Here’s a good followup from Slate on the important ruling by Mississippi federal Judge Carlton Reeves that struck down that state’s so-called religious conscience law. Mississippi, as the Arkansas law did earlier, passed a law nominally said to protect religious beliefs.
The laws were meant — as legislative debate and contemporaneous events illustrated — to provide a ground for people to discriminate against LGBT people in hiring, housing and public services. Everyone knew that.
But in Mississippi, the plaintiffs turned the religious freedom argument against the bigots.
The genius of the lawsuit against HB 1523, which was brought by Windsor mastermind Roberta Kaplan, is its fusion of fundamental yet typically distinct constitutional principles: “the guarantee of religious neutrality and the promise of equal protection of the laws.”

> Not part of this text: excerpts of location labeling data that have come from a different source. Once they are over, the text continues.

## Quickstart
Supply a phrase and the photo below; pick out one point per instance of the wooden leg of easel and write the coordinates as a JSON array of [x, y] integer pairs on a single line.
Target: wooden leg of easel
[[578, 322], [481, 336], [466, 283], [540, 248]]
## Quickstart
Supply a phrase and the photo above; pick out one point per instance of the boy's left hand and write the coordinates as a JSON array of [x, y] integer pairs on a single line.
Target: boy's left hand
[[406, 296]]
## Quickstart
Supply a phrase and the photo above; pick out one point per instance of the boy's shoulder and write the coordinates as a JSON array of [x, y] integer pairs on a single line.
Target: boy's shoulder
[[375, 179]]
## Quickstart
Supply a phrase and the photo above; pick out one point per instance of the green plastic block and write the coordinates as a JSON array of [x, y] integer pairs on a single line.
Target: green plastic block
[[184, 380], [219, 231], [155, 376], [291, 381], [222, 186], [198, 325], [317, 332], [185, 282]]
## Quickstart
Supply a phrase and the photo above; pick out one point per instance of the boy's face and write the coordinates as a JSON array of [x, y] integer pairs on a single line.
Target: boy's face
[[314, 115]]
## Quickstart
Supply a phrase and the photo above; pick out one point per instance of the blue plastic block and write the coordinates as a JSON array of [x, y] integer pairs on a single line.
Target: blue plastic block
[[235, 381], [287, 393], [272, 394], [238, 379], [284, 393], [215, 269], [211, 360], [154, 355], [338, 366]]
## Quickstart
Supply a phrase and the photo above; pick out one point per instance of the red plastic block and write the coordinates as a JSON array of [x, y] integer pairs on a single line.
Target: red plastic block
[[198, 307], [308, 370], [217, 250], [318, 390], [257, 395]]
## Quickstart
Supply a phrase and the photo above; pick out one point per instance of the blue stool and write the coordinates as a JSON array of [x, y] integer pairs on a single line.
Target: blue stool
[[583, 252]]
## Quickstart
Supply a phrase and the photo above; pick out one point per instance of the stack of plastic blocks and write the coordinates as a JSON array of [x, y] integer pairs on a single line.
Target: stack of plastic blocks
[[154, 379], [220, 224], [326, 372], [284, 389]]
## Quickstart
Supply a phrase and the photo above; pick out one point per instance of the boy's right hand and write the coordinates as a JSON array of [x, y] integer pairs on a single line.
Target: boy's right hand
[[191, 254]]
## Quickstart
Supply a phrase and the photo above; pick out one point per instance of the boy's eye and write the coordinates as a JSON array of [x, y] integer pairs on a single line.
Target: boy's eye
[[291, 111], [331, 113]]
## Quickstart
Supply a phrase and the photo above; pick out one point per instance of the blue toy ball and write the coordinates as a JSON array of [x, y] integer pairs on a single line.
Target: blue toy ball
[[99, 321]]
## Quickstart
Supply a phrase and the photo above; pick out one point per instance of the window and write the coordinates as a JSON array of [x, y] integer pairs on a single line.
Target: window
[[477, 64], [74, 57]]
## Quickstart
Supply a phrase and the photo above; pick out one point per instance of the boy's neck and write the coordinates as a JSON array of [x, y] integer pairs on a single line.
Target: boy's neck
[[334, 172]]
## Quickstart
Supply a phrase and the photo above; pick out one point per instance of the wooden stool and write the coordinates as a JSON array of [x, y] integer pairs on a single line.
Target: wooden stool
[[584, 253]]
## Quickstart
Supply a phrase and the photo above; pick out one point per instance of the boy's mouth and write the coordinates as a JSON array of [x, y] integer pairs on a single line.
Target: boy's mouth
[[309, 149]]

Mississippi argued that its law promoted religious liberty. Quite the opposite, Reeves explains: In reality, HB 1523 “establishes an official preference for certain religious beliefs over others,” a quintessential violation of the Establishment Clause. Anti-LGBTQ religious beliefs are explicitly favored; adherents to those beliefs receive a special right to discriminate that is unavailable to all others. “Persons who hold contrary religious beliefs are unprotected,” Reeves explains; “the State has put its thumb on the scale to favor some religious beliefs over others
.”This favoring of certain religious sects is especially problematic because it “comes at the expense of other citizens,” namely LGBTQ people. The Supreme Court has found that laws that advance religious beliefs in a way that burdens those who don’t share those beliefs violate the Establishment Clause. HB 1523 is guilty of this sin, because it gives anti-LGBTQ Mississippians “an absolute right to refuse service to LGBT citizens without regard for the impact on their employer, coworkers, or those being denied service.
”By uniquely burdening the LGBTQ community, Reeves notes, HB 1523 also violates the Equal Protection Clause of the 14th Amendment. Under the Supreme Court’s decision in Romer v. Evans, laws motivated by “animus” toward sexual minorities are unconstitutional. And as Reeves demonstrates in his decision, it is beyond rational belief that HB 1523 was motivated by anything but “a bare desire to harm” LGBTQ people.
You may replace HB 1523 in every reference with the law Arkansas’s legislature and governor approved and you have a directly analogous situation with the Arkansas effort to preserve legal discrimination against LGBT people. Hurry the lawsuits.